Pacers beat Raptors 100-83 in Game 4 to even series

INDIANAPOLIS — The Indiana Pacers changed lineups, moved the ball and forced turnovers.

By doing all that differently, they looked like a different team.

George Hill and Ian Mahinmi each scored 22 points, Paul George added 19 and the Pacers bounced back from an embarrassing home loss two days earlier to rout the Toronto Raptors 100-83 on Saturday and even the first-round playoff series at 2-2.

“This is how I wanted us to respond to the Game 3 loss,” George said. “I thought we were very attentive and focused on evening this series up.”

The turnaround from 48 hours earlier was remarkable.

Indiana found the passion and energy it was missing Thursday, defended aggressively and won the rebounding battle for the first time in the best-of-seven series.

Hill missed only two shots, both 3-pointers. Mahinmi had a career-high scoring total, while his 10 rebounds and five assists were both playoff career bests.

The Pacers forced as many turnovers in the first 20 minutes as they had in all of Game 3, and they made five of their first seven 3s — more than enough to help pull away on a night that a large, loud Raptors crowd infiltrated the Pacers’ home arena.

Now, Indiana will head back to Toronto seeking a similar performance in Game 5 on Tuesday.

“Right from the start, we were playing for each other,” coach Frank Vogel said. “The man with the basketball was thinking pass and everyone else was being aggressive spacing, cutting and rolling, much better job sharing it and protecting it.”

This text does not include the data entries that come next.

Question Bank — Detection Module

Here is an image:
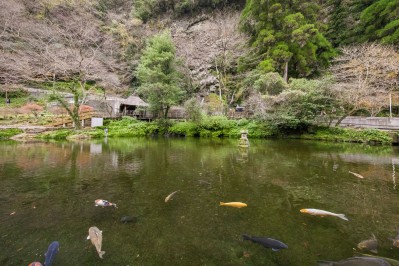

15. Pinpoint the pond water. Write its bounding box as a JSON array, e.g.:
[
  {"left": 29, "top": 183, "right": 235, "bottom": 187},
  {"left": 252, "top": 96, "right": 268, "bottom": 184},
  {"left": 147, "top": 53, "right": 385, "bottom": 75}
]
[{"left": 0, "top": 138, "right": 399, "bottom": 265}]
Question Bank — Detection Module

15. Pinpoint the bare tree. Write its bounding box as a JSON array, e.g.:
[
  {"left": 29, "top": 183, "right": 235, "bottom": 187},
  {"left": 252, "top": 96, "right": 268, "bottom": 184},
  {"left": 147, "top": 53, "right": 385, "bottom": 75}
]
[
  {"left": 331, "top": 44, "right": 399, "bottom": 126},
  {"left": 0, "top": 0, "right": 125, "bottom": 127}
]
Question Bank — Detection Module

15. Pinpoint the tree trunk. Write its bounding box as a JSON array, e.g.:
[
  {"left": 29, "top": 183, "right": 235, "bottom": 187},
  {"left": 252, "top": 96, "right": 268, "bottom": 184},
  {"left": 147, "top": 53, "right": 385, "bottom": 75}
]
[
  {"left": 335, "top": 109, "right": 357, "bottom": 127},
  {"left": 284, "top": 61, "right": 288, "bottom": 82},
  {"left": 163, "top": 105, "right": 170, "bottom": 119}
]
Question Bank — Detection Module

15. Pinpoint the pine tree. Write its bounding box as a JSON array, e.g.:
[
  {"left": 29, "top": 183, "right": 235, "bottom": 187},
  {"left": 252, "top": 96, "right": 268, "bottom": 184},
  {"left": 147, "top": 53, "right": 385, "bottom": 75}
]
[
  {"left": 137, "top": 31, "right": 184, "bottom": 118},
  {"left": 241, "top": 0, "right": 334, "bottom": 80}
]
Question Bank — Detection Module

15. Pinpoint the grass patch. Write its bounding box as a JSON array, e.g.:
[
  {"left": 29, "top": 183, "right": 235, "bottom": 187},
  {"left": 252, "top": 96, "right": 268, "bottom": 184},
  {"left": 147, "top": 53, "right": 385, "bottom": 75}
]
[{"left": 0, "top": 128, "right": 23, "bottom": 140}]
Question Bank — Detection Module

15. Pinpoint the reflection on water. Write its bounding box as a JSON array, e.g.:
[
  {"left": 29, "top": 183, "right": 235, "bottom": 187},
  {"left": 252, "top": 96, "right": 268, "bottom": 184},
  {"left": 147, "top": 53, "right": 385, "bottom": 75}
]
[{"left": 0, "top": 138, "right": 399, "bottom": 265}]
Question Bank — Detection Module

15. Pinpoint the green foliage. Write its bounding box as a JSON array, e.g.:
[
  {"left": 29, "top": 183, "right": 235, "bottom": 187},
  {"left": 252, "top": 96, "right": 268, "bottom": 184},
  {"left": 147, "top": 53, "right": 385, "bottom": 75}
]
[
  {"left": 0, "top": 128, "right": 23, "bottom": 140},
  {"left": 301, "top": 127, "right": 392, "bottom": 145},
  {"left": 107, "top": 117, "right": 159, "bottom": 137},
  {"left": 240, "top": 0, "right": 335, "bottom": 77},
  {"left": 356, "top": 0, "right": 399, "bottom": 44},
  {"left": 37, "top": 129, "right": 75, "bottom": 140},
  {"left": 133, "top": 0, "right": 242, "bottom": 21},
  {"left": 244, "top": 70, "right": 287, "bottom": 95},
  {"left": 169, "top": 121, "right": 199, "bottom": 137},
  {"left": 184, "top": 98, "right": 202, "bottom": 122},
  {"left": 263, "top": 79, "right": 335, "bottom": 133},
  {"left": 137, "top": 31, "right": 185, "bottom": 118}
]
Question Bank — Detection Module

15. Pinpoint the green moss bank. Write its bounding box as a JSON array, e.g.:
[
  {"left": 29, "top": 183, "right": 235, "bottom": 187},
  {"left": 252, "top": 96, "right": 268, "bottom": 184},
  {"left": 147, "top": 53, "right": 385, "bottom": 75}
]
[
  {"left": 32, "top": 116, "right": 398, "bottom": 145},
  {"left": 0, "top": 128, "right": 23, "bottom": 140}
]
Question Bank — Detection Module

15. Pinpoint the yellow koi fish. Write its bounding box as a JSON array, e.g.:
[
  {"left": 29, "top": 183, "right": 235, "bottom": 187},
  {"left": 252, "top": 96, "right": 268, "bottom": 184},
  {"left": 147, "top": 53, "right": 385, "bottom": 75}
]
[
  {"left": 220, "top": 202, "right": 247, "bottom": 208},
  {"left": 349, "top": 171, "right": 364, "bottom": 179},
  {"left": 300, "top": 209, "right": 349, "bottom": 221}
]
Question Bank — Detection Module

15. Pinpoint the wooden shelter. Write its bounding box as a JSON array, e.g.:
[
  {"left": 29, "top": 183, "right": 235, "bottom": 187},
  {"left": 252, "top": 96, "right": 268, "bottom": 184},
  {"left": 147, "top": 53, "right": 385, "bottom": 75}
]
[{"left": 119, "top": 95, "right": 149, "bottom": 118}]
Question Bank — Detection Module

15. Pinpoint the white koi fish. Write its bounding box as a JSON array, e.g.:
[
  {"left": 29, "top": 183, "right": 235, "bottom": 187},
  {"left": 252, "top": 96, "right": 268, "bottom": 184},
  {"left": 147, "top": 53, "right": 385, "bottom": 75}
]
[
  {"left": 349, "top": 171, "right": 364, "bottom": 179},
  {"left": 300, "top": 209, "right": 349, "bottom": 221},
  {"left": 94, "top": 199, "right": 118, "bottom": 208},
  {"left": 87, "top": 226, "right": 105, "bottom": 259}
]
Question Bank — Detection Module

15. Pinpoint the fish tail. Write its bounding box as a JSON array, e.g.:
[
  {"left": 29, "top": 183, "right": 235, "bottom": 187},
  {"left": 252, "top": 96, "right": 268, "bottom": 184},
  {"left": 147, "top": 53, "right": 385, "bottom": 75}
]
[
  {"left": 317, "top": 260, "right": 334, "bottom": 266},
  {"left": 242, "top": 234, "right": 251, "bottom": 240},
  {"left": 337, "top": 213, "right": 349, "bottom": 221}
]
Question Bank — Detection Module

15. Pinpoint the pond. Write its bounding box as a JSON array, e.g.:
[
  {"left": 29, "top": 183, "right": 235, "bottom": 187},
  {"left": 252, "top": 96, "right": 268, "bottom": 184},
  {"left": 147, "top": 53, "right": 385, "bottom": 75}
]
[{"left": 0, "top": 138, "right": 399, "bottom": 265}]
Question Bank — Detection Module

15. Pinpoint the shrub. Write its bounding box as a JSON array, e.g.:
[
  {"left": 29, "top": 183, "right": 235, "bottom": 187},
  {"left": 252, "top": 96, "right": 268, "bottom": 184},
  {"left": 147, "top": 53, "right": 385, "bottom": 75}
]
[{"left": 0, "top": 128, "right": 23, "bottom": 140}]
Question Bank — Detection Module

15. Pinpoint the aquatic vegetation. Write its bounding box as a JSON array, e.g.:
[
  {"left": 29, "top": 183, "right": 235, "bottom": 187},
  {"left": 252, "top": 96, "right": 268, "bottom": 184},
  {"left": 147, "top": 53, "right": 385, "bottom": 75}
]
[{"left": 0, "top": 128, "right": 23, "bottom": 140}]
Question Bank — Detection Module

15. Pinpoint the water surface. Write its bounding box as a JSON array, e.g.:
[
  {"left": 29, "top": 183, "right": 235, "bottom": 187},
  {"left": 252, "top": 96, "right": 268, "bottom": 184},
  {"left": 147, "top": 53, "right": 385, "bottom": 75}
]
[{"left": 0, "top": 138, "right": 399, "bottom": 265}]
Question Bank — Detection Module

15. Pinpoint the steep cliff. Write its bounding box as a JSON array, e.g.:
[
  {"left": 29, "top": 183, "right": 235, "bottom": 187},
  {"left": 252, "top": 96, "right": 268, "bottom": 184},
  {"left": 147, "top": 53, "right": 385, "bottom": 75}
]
[{"left": 0, "top": 0, "right": 245, "bottom": 96}]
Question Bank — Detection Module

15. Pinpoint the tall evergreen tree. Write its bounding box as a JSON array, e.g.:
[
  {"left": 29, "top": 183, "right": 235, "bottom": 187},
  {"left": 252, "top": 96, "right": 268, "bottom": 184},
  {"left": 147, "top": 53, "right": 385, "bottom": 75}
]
[
  {"left": 241, "top": 0, "right": 334, "bottom": 80},
  {"left": 357, "top": 0, "right": 399, "bottom": 44},
  {"left": 137, "top": 31, "right": 184, "bottom": 118}
]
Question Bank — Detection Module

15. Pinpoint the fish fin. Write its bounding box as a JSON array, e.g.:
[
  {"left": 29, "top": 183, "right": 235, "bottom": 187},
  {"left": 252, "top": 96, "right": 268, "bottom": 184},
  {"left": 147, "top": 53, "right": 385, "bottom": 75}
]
[
  {"left": 337, "top": 213, "right": 349, "bottom": 221},
  {"left": 242, "top": 234, "right": 251, "bottom": 240},
  {"left": 317, "top": 260, "right": 334, "bottom": 266}
]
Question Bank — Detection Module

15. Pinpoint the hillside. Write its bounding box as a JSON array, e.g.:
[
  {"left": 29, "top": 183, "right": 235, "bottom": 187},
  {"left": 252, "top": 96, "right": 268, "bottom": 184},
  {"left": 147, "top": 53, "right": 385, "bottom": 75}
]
[{"left": 0, "top": 0, "right": 245, "bottom": 95}]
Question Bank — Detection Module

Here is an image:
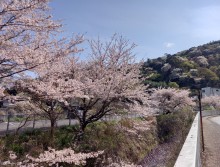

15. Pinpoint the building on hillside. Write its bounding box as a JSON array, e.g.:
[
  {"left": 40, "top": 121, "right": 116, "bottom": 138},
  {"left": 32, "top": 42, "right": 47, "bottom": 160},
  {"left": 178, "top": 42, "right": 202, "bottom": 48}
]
[{"left": 202, "top": 87, "right": 220, "bottom": 97}]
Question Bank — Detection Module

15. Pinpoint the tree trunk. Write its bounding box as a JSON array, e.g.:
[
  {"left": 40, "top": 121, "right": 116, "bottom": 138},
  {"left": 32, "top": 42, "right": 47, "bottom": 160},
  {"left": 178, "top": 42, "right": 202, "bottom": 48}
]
[
  {"left": 50, "top": 119, "right": 56, "bottom": 144},
  {"left": 75, "top": 122, "right": 87, "bottom": 141}
]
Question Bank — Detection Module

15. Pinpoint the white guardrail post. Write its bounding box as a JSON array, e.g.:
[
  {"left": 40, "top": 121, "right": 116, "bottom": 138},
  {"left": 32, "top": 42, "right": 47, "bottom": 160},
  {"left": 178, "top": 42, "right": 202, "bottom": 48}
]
[{"left": 174, "top": 113, "right": 201, "bottom": 167}]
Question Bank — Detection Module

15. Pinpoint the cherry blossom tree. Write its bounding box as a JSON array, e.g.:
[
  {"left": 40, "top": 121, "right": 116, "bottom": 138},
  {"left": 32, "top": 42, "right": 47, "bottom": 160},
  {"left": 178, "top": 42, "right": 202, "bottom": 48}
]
[
  {"left": 16, "top": 55, "right": 83, "bottom": 139},
  {"left": 60, "top": 35, "right": 147, "bottom": 138},
  {"left": 202, "top": 95, "right": 220, "bottom": 109},
  {"left": 0, "top": 0, "right": 61, "bottom": 78},
  {"left": 151, "top": 88, "right": 195, "bottom": 114}
]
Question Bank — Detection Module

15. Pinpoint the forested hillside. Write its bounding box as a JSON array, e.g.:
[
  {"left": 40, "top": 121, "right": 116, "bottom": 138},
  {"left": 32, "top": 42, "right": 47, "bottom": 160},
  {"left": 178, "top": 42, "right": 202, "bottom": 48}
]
[{"left": 142, "top": 41, "right": 220, "bottom": 88}]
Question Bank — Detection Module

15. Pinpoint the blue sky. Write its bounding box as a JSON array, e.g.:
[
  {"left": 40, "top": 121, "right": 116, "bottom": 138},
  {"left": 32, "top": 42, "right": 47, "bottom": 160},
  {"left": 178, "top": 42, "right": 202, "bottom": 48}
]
[{"left": 50, "top": 0, "right": 220, "bottom": 60}]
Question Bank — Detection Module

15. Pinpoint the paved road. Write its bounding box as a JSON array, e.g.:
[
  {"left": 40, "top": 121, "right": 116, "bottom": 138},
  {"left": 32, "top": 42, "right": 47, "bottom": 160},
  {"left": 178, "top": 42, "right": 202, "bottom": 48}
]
[{"left": 203, "top": 116, "right": 220, "bottom": 167}]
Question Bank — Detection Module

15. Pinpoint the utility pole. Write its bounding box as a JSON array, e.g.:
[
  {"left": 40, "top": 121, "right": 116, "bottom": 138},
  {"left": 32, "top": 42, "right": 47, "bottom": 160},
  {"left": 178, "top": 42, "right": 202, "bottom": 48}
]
[{"left": 198, "top": 89, "right": 205, "bottom": 151}]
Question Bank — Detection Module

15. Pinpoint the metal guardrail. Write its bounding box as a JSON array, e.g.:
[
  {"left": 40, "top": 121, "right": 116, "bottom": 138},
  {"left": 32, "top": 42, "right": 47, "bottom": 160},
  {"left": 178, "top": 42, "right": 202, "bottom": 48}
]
[{"left": 174, "top": 113, "right": 201, "bottom": 167}]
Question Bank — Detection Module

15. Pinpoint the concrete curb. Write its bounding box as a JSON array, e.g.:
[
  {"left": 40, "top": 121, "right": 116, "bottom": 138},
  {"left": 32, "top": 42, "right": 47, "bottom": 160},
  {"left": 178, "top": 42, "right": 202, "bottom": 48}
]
[{"left": 174, "top": 113, "right": 201, "bottom": 167}]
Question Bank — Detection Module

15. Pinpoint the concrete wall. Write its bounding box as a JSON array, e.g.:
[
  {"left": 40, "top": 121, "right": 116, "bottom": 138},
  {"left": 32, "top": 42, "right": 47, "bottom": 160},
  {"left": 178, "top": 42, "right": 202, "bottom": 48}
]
[{"left": 174, "top": 113, "right": 201, "bottom": 167}]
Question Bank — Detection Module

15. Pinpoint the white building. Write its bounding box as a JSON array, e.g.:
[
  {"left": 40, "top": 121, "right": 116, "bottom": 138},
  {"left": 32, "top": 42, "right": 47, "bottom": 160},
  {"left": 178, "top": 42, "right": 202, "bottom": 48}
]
[{"left": 202, "top": 87, "right": 220, "bottom": 97}]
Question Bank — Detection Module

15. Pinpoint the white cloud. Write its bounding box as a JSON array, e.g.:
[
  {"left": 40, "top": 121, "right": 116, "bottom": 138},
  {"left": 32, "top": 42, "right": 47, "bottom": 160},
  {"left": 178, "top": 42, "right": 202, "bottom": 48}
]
[{"left": 164, "top": 42, "right": 175, "bottom": 48}]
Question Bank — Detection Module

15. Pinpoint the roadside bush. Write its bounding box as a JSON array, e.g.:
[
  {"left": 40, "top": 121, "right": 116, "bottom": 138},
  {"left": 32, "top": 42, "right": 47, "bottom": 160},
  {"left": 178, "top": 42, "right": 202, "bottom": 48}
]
[{"left": 157, "top": 109, "right": 195, "bottom": 143}]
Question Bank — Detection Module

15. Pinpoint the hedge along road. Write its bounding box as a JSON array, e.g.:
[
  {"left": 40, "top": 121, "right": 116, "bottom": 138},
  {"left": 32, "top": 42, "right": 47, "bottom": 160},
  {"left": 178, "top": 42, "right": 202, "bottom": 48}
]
[
  {"left": 0, "top": 114, "right": 142, "bottom": 136},
  {"left": 0, "top": 119, "right": 78, "bottom": 136}
]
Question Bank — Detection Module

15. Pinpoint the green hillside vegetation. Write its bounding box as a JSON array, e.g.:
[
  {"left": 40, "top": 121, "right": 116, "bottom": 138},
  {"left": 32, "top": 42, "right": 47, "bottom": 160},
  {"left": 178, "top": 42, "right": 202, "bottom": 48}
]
[{"left": 142, "top": 41, "right": 220, "bottom": 89}]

Toronto’s playoff demons also returned.

While Jonas Valanciunas led the Raptors with 16 points, he finished with a series-low six rebounds. Kyle Lowry and DeMarre Carroll each scored 12.

Lowry fouled out with 4:41 to play and DeMar DeRozan continued to struggle, finished with eight points and failing to attempt a free throw for the second time in this week and the third time all season. The two All-Star guards were a combined 8 of 27 from the field and 0 for 7 on 3s.

“We’ve got to learn from tonight and we’ve got to get better,” Lowry said. “That’s the one thing we’ve done all year is we’ve always come back and gotten better.”

Indiana scored the first seven points, took control with a 3-point spree late in the first quarter and led by as much as 25 in the first half. Toronto, which never led or tied the score, cut it to 57-42 at halftime, but couldn’t got closer than 11 in the second half.